70 days later, Lucy saw her new face for the first time without tumours, and smiled
That night, we went looking for food in any 24-hour eateries, but the smell of roast chicken put us off. “I can’t do meat. Not today,” said Timon.
It was raining. We ended up at a pizza joint before returning footage to the office and trooping home.
About 70 days later, Lucy saw her new face for the first time without tumours and smiled.
For Brian Wekesa, the graphics designer at Willow Health Media, who worked on the post-surgery images, said the experience shifted something fundamental.
“For me, it was a humbling experience,” Brian says. “Just imagining how a person can be in that much pain and suffering for something that can be fixed if we had the resources in Kenya, and we already have the expertise.”
Lucy’s surgery was pro bono, 18 and a half hours of surgical genius, given freely. But the titanium implants from Belgium cost Ksh5 million.
Back at the Willow office, the team downloaded footage, organised notes, and tried to process the biggest story any of us had handled all year. It was also the longest to document. Months of following Lucy’s journey from Othaya to Nairobi, from tumour to titanium, from despair to hope.

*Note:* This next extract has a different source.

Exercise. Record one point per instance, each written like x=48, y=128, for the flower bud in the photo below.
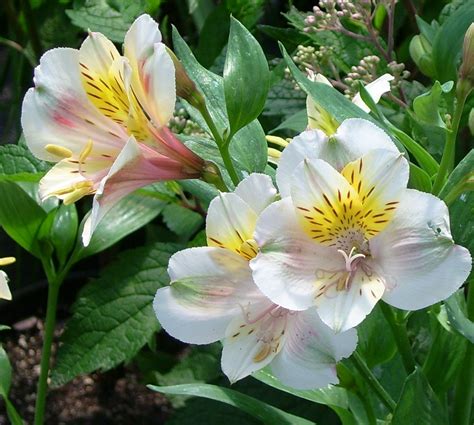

As the surgery progressed, Dr Mwasha and Prof Guthua took the time to answer my questions and carefully explain each complex step, including me alongside the medical students in their teaching. This act of inclusion ensured that the full story of the operation, and the significance of Lucy’s medical miracle, would be told accurately and with the depth it deserved, not reduced to just another headline.
Lucy promised a thanksgiving mass. She made us swear to come.
“You must come and celebrate with me,” Lucy said during a post-surgery shoot in Othaya, surrounded by family, faith, and the second chance at life that titanium and determination had built.